Fletcher Building chairman Sir Ralph Norris doubled down in the face of Shareholders' Association calls for Fletcher directors to put themselves up for re-election in October.
Norris confirmed the company's poor results this week in the wake of a disastrous performance by its construction arm on the International Convention Centre (Auckland) and the Justice Precinct (Christchurch).
Fletcher Building's net profit fell 80 per cent to $94 million for the full financial year; this after Fletcher Construction chalked up losses of $292 million (primarily on the two signature projects) and the board made significant writedowns on the value of two other Fletcher businesses.
At a Wednesday press briefing to announce the financial results, Norris made it clear he was not playing into the association's agenda.
The shareholders' lobby has effectively demanded the board prostrate (my word) itself in front of shareholders at the October 26 annual meeting. But Norris was protective of directors' individual reputations during the briefing at Fletcher's Penrose HQ. He made clear that there will be changes to the board's makeup, putting that in the context of continual renewal. "We will have board members stepping down at this particular ASM, which is part of the normal rotation of directors," said Norris.
Potential candidates were being scrutinised and one addition to the board would have a construction background.
But is that sufficient when it comes to board accountability?
The Fletcher board includes some of the biggest names in New Zealand business.
As well as Norris, the directors are: Tony Carter (chairman of Air New Zealand and Fisher & Paykel Healthcare and a director of ANZ Bank NZ), who was appointed to the board in September 2010; John Judge (chairman of ANZ Bank NZ and a former chairman of EY NZ), who was appointed a director in June 2008; Alan Jackson, who was first appointed in September 2009; Kathryn Spargo (chair of ASX listed company UGL), appointed in March 2012; Cecilia Tarrant (deputy chair of the Government Superannuation Fund Authority), who was appointed in October 2011; Steve Vamos (former CEO of Microsoft Australia and NZ), who was first appointed in July 2015; and Bruce Hassall (chairman of Farmers Trading Company), first appointed in March 2017.
These directors have wide-ranging commercial experience and competencies.
It goes without saying: they also have big reputations on the line.
If the rotation is applied by virtue of seniority, the following three directors would stand down: Judge, Jackson and Carter.
There has been no signal that Norris - who came onto the board in April 2014 before taking up the chairmanship in October 2017 - intends to resign.

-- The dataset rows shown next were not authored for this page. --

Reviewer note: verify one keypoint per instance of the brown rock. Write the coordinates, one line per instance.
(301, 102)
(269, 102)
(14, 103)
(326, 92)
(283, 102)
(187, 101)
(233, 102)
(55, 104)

And while there are plenty of people baying for his blood, his track record suggests he would rather get the company back onto the track of sustainable profits and under the leadership of a new CEO before stepping down.
In my view, that is the right call.
Norris certainly has no intention of taking up the CEO's reins himself, in a repeat of the Air NZ scenario when he came off the board to lead the company after the 2001 bailout.
But aside from getting new directors in place, the board should give attention to the makeup and performance of its audit and risk committee. That committee's charter spells out that management is responsible for the identification, evaluation, treatment and ongoing monitoring of risks to the business.
It says the audit and risk committee will provide oversight to the risk process undertaken by management, and in particular: (a) review the company's risk profile to ensure that material risks to the company's business are dealt with properly and reported at least annually to the board; (b) ensure that there is a regular review and update of the company's risk profile; (c) ensure that the material business risks have been dealt with in a timely manner to mitigate exposures.
On Wednesday, Norris said the risks from the two construction projects were not identified until late last year (September).
The question is whether these material business risks should have been identified earlier.
The audit and risk committee is chaired by Judge. Spargo, Torrant and Vamos are the other members.
My soundings indicate that these directors were caught off-guard by the construction debacle.
Norris has to some degree rectified the situation by putting in place a CFO at Fletcher Construction, tightening the bid process for new contracts.
It is clear from discussions with Fletcher Construction personnel that they felt intimidated when it came to passing bad news upstairs.
Former CEO Mark Adamson has paid the price for this.
But in my view the board underperformed when it came to identifying material risks in a construction boom by ensuring tight risk controls were in place.